The “beautiful and crawlable” hybrid. Reflow (mobile) is the one deferred piece — a
separate phone mock will drive it.
Fidelity gate score (overlay vs mock). The judge is an LLM with ±1–2 noise; treat as a band.
| Site | Business | Aesthetic | Score | |
|---|---|---|---|---|
| saas_botanical | B2B SaaS | botanical | 9.8 | ship |
| redwood_diner | pizzeria | retro diner | 9 | ship |
| redwood_storybook | pizzeria | storybook | 9 | ship |
| redwood_tarot | pizzeria | engraved tarot | 9 | ship |
| redwood_vaporwave | pizzeria | neon vaporwave | 9 | ship |
| saas_deco | B2B SaaS | Art-Deco | 9 | ship |
| saas_memphis | B2B SaaS | Memphis | 9 | ship |
| redwood_pop | pizzeria | pop-art | 5 | limit |
Each links its overview hub (all pipeline stages), the pixel-faithful overlay, and the semantic SEO build.

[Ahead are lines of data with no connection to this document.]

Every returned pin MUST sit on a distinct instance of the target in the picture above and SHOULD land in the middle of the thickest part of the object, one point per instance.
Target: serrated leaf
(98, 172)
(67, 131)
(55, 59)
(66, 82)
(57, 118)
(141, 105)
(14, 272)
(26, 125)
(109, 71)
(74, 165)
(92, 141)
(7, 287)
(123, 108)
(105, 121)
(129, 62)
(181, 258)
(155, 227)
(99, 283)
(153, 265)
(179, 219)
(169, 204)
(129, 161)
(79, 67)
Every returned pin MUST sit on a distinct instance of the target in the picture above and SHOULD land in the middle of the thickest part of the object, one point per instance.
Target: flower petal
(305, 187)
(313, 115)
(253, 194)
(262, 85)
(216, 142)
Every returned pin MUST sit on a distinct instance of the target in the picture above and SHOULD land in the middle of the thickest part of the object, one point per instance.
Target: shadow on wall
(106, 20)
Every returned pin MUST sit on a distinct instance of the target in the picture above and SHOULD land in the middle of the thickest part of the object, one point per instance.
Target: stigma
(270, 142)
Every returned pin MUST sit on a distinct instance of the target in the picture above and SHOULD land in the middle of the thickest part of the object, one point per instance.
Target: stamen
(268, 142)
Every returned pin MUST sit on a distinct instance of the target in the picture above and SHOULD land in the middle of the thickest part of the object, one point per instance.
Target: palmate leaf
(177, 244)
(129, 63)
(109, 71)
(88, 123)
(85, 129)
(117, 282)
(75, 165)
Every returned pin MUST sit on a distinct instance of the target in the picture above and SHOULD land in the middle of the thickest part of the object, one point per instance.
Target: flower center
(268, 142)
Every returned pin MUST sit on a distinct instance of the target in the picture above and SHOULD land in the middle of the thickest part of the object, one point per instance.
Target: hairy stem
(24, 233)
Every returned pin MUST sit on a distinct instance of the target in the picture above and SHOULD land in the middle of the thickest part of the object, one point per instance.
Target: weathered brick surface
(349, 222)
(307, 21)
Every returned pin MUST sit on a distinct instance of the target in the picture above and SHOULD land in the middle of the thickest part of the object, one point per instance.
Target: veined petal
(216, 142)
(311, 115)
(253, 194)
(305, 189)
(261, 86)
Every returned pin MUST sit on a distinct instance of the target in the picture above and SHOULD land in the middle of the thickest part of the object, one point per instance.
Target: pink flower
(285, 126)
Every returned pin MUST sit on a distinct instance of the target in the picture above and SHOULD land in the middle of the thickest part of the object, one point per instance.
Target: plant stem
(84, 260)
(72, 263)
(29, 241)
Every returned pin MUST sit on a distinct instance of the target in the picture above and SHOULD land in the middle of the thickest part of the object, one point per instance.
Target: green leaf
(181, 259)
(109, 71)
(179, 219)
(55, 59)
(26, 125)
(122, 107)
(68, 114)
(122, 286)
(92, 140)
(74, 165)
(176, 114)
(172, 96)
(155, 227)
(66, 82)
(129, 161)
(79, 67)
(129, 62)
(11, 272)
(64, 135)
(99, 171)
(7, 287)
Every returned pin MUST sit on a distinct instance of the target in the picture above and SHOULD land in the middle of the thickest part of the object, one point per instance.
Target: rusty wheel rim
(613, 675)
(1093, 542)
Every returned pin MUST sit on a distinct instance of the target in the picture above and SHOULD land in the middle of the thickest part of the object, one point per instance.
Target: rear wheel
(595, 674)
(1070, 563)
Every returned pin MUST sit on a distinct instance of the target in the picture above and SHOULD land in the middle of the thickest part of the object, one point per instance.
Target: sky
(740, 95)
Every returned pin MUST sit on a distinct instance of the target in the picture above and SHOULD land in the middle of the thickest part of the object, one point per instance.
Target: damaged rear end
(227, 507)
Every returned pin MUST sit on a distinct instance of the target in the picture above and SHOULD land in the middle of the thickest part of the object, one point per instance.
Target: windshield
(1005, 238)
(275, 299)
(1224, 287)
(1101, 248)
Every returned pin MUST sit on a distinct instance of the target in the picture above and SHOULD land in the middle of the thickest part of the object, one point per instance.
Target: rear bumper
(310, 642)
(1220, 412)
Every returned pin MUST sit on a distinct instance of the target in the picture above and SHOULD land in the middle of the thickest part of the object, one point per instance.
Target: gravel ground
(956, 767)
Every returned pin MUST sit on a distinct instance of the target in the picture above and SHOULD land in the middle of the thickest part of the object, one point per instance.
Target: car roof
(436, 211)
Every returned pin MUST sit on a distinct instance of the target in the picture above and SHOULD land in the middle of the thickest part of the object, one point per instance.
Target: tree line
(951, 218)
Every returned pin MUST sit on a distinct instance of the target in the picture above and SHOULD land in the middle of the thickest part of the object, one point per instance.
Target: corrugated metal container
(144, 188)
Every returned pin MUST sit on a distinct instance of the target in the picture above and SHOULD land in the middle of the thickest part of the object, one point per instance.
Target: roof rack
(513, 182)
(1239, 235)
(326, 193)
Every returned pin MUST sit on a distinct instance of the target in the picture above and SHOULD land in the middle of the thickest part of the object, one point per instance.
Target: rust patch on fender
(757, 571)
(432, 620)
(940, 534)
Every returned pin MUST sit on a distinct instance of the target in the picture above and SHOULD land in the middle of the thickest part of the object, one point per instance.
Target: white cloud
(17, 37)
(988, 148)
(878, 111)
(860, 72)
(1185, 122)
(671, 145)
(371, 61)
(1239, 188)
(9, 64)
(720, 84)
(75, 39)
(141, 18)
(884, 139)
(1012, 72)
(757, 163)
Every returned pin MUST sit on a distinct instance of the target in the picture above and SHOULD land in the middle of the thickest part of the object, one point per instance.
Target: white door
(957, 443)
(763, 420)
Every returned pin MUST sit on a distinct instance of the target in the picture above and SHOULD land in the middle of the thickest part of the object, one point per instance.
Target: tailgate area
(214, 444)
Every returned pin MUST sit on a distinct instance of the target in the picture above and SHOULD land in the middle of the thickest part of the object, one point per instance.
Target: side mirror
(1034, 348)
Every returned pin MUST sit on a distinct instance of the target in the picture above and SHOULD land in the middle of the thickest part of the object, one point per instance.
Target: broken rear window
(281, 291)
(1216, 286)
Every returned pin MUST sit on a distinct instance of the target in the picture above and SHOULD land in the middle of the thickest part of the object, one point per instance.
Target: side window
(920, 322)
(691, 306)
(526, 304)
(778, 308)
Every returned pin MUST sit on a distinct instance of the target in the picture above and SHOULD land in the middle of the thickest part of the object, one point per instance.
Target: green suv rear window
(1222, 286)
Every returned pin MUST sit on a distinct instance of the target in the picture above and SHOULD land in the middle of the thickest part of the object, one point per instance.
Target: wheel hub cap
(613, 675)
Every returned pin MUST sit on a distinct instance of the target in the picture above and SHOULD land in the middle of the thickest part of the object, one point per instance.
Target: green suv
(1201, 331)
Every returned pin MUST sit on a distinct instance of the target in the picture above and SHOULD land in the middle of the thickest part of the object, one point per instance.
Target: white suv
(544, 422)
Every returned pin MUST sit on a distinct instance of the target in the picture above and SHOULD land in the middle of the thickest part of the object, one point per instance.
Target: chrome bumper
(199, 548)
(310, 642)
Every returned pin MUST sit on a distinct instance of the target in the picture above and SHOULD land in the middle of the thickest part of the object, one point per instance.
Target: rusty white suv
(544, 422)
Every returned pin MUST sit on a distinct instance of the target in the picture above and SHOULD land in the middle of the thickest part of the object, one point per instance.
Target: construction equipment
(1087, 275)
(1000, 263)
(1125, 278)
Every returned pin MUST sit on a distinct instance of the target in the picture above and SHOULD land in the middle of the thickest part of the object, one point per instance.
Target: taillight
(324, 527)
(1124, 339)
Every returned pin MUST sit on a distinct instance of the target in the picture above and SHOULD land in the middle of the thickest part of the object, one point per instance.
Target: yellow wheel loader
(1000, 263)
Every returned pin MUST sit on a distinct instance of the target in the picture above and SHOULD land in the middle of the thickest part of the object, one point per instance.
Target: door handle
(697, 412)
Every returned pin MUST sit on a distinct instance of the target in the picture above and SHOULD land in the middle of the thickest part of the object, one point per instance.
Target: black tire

One source of truth. lib.py holds paths, the Gemini key + call, the twin
schema, the role taxonomy, geometry/colour and the photo mask — no duplication, no cross-run imports.
One-command pipeline. run.py <site> runs localize → erase → overlay →
semantic → hub. run.py <fixture>:<world> goes from nothing → finished site
(build + render via mock-engine, then the pipeline).
Tests pin the fixes. test_lib.py (unit) + test_integration.py
(erase→overlay→semantic on a synthetic fixture) run offline via run_tests.sh.
Cost is logged. Every Gemini call's token usage is written to spend.log.
Reviewed. A high-recall code review found 10 issues; all fixed and pinned by tests.
Known limit. Pop-art (heavy outlined display type on busy halftone backgrounds) leaves residual smudges — the one non-shipping aesthetic, documented rather than hidden.